Mutebile tells distressed banks to forget bailout

The Governor Bank of Uganda, Mr Emmanuel Tumusiime- Mutebile. FILE PHOTO

What you need to know:

  • Justification. The governor says the central bank’s role is to protect depositors of the commercial banks and not the shareholders.
  • Dfcu position. The governor’s warning flies in the face of what dfcu managers in a public notice at the weekend called “malicious rumours” in regard to the liquidity challenges and the exit of one of the bank’s long term shareholders – CDC .

KAMPALA. The Governor Bank of Uganda, Mr Emmanuel Tumusiime- Mutebile, has asked the distressed banks he did not name to stop wasting time begging for bailout and warned that such move would be “extremely dangerous”.
Speaking at the second annual bankers’ conference at Kampala Serena Hotel yesterday, the governor said BoU has no obligation to bail out any distressed bank because the central bank’s role is to protect depositors of the commercial banks and not the shareholders.

“The BoU has no obligation to bail out a distressed bank(s) by providing it with liquidity support in the hope that it will somehow be restored to financial health. Such an option would be extremely dangerous,” Mr Mutebile said.
“[The bailout] would allow the distressed bank to continue being mismanaged in the same manner that caused it to become distressed, thereby incurring further losses at the taxpayers’ expense.

It would also send a signal to all participants in the financial markets that mismanagement carries no consequences for the owners and managers of banks,” he added. Explaining the controversial sale of Crane Bank to dfcu Bank, Mr Mutebile explained that BoU had taken over the bank after an inventory of its assets and liabilities was carried out by a reputable accounting firm.
Although the matter is in court, the governor said the Crane Bank inventory found that the bank was massively insolvent, with core capital of negative Shs240b as a result of mismanagement.

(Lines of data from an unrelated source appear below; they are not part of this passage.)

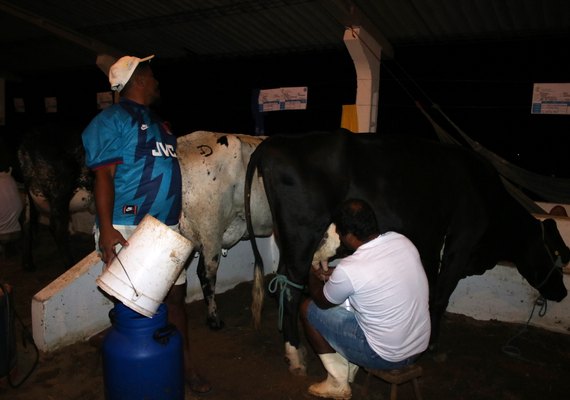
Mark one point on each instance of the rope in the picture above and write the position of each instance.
(281, 283)
(514, 351)
(137, 294)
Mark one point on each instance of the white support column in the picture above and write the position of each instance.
(365, 53)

However, BoU has been accused of writing off Shs650b as bad loans, which had security, and created negative capital.
In his counter suit against BoU, former Crane Bank owner Sudhir Ruparelia, however, blamed the bank’s problems on the weak economy and that when the case comes up for hearing, he will adduce evidence to prove he did not defraud the bank for his personal gain.

“The notion that this bank could have been rehabilitated by its owners - the same people who were responsible for its failure - if only the BoU had provided more liquidity support and allowed the owners to remain in control, is not tenable,” Mr Mutebile said.

In resolving a failed bank, the governor explained that the Financial Institutions Act provides for several resolution modalities. For example, he said the failed bank can be sold, merged with another financial institution, subjected to a purchase of assets and assumption of liabilities transaction (P&A) or put into liquidation.

Mr Mutebile said since 2010, the BoU has intervened in five banks, closing three of them and taking two others into temporary statutory management, adding that in none of these cases did depositors lose their money, nor was there any danger caused to the stability of the financial system.

Recent concerns

Dfcu position. The governor’s warning flies in the face of what dfcu managers in a public notice at the weekend called “malicious rumours” in regard to the liquidity challenges and the exit of one of the bank’s long term shareholders – CDC .
Assurance. The executive director of Uganda Bankers Association, Mr Wilbrod Humphreys Owor, said there is no liquidity problem at dfcu Bank.

“Dfcu Bank has liquidity of more than Shs1.2 trillion in instruments, cash in banks treasury bills and lending to other banks; Dfcu bank also has more than Shs400b in tier one capital, have credible shareholders comprising Arise company, which has 59 per cent, Rabol Bank and FMO, all these institutions are triple AAA rated financial institutions, so dfcu cannot be in a liquidity problem,” he said.